Paul Robinson, known professionally as LUAP, is a British contemporary artist working across various mediums including paint, print, photography, sculpture and installation.
Exploring existential subjects within a contemporary narrative his work stands alone in its composition and provoking content and subject matter. LUAP’s most iconic series depicts a Pink Bear come-to-life and is placed in the real world acting as a metaphor for discovery and exploration. The costumed figure – a striking motif in his work – exists between reality and make-believe, youthful innocence and adult corruption, leading a lifestyle that looks simultaneously enviable and questionable.
LUAP makes paintings from photos he has taken and mixes them up with the decorative patterns of wallpaper. Stripes, bright blocks of colour, furnishing fabric motifs, exist in an interior scene or join together to make up that interior scene. The artist's flat elegant shapes come from looking at Japanese woodblock printing and LUAP acknowledges a long graphic tradition of describing the world by painting flatly. In the process of making his paintings, LUAP paints over parts of the established image or they are wiped out or washed away to create a change in focus.

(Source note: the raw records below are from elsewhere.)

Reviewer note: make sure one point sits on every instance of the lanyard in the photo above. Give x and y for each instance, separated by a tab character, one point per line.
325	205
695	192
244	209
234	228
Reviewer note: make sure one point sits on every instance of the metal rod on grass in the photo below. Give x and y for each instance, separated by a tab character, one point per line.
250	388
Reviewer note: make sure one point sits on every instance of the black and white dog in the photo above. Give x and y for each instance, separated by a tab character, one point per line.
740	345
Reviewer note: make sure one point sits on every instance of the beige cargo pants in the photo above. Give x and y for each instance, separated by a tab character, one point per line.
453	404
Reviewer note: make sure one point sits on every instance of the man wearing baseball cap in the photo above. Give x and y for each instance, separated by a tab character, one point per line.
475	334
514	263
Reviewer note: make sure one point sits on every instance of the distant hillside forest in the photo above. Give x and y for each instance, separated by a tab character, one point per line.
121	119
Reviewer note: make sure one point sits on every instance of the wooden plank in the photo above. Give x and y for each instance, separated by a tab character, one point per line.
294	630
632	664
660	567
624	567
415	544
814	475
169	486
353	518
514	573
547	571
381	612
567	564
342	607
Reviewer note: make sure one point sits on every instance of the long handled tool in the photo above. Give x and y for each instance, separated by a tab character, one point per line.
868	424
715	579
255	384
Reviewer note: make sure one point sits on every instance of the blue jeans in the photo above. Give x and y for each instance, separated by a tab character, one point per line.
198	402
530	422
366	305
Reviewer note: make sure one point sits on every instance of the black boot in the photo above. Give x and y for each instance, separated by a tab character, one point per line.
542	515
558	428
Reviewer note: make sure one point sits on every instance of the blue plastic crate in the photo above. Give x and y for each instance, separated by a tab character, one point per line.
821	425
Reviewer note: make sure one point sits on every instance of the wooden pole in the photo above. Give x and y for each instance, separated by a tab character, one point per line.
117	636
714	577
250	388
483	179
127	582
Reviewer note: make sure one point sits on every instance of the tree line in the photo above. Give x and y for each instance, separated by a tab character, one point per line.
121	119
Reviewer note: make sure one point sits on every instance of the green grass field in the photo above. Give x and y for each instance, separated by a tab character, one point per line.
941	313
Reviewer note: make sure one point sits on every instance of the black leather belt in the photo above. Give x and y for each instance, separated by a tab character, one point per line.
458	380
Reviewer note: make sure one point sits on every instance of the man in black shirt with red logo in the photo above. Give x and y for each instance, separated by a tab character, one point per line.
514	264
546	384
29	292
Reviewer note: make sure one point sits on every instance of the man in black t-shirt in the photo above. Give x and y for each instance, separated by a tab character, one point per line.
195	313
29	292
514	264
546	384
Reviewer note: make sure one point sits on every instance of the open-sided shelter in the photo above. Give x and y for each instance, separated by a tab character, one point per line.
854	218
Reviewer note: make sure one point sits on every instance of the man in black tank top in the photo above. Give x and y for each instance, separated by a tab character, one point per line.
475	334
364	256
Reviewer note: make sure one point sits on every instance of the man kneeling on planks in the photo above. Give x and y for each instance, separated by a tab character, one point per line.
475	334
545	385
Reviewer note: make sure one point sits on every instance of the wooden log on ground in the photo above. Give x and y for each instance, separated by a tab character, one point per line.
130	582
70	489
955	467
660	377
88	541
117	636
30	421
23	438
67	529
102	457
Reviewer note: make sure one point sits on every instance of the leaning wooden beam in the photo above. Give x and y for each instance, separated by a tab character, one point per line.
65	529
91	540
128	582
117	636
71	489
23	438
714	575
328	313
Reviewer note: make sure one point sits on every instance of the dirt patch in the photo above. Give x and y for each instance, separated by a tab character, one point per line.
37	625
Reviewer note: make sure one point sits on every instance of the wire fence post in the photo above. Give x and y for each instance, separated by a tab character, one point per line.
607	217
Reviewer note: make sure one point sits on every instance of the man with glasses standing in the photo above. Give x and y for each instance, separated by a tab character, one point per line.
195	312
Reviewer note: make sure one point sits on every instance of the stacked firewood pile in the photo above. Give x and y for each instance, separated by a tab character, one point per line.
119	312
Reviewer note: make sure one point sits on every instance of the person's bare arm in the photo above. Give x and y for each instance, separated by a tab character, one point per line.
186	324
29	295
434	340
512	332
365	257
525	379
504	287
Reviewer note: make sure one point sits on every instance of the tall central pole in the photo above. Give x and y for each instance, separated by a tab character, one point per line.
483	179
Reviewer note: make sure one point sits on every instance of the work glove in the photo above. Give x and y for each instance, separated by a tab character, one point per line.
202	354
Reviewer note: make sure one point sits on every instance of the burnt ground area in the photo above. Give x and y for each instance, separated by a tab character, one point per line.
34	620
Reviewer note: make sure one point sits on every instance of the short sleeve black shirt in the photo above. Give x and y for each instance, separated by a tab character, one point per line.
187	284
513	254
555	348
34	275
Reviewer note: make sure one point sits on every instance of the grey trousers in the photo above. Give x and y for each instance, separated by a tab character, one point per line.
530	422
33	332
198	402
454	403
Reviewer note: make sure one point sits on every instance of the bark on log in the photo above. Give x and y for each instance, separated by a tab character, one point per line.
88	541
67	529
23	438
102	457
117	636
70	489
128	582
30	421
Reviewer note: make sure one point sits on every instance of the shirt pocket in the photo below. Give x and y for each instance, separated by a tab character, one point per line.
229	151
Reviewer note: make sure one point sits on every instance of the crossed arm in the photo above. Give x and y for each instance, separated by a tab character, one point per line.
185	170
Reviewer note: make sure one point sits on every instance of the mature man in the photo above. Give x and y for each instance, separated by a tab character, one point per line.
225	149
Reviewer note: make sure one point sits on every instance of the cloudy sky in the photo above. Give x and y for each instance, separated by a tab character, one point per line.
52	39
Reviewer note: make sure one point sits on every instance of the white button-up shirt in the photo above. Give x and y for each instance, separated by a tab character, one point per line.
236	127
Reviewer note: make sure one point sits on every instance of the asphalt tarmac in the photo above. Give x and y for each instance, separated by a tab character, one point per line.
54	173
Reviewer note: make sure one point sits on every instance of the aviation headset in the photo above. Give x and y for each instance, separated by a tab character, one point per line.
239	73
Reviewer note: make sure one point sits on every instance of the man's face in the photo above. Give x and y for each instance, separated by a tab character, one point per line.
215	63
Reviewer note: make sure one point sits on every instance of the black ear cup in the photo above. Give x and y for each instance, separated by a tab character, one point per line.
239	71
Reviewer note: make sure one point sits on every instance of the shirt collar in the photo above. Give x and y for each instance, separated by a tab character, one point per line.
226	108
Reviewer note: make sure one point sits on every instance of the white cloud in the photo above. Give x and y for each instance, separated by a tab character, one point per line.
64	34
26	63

His work hints at abstract expressionism infused with the explosive energy and bold colour of Pop and Urban Art. Silk-screen printing or the use of stencils and painting from projection makes a dense detailed surface that breaks down and unpeels in front of our eyes to reveal a decaying world. The complexity of LUAP’s imagery and overlaying of pattern has been informed by the work of Robert Rauschenberg. LUAP paints a world that joins Christopher Wool's fabric paintings with a 1970's Peter Phillips pop landscape. LUAP paints two worlds and they both compete for our attention.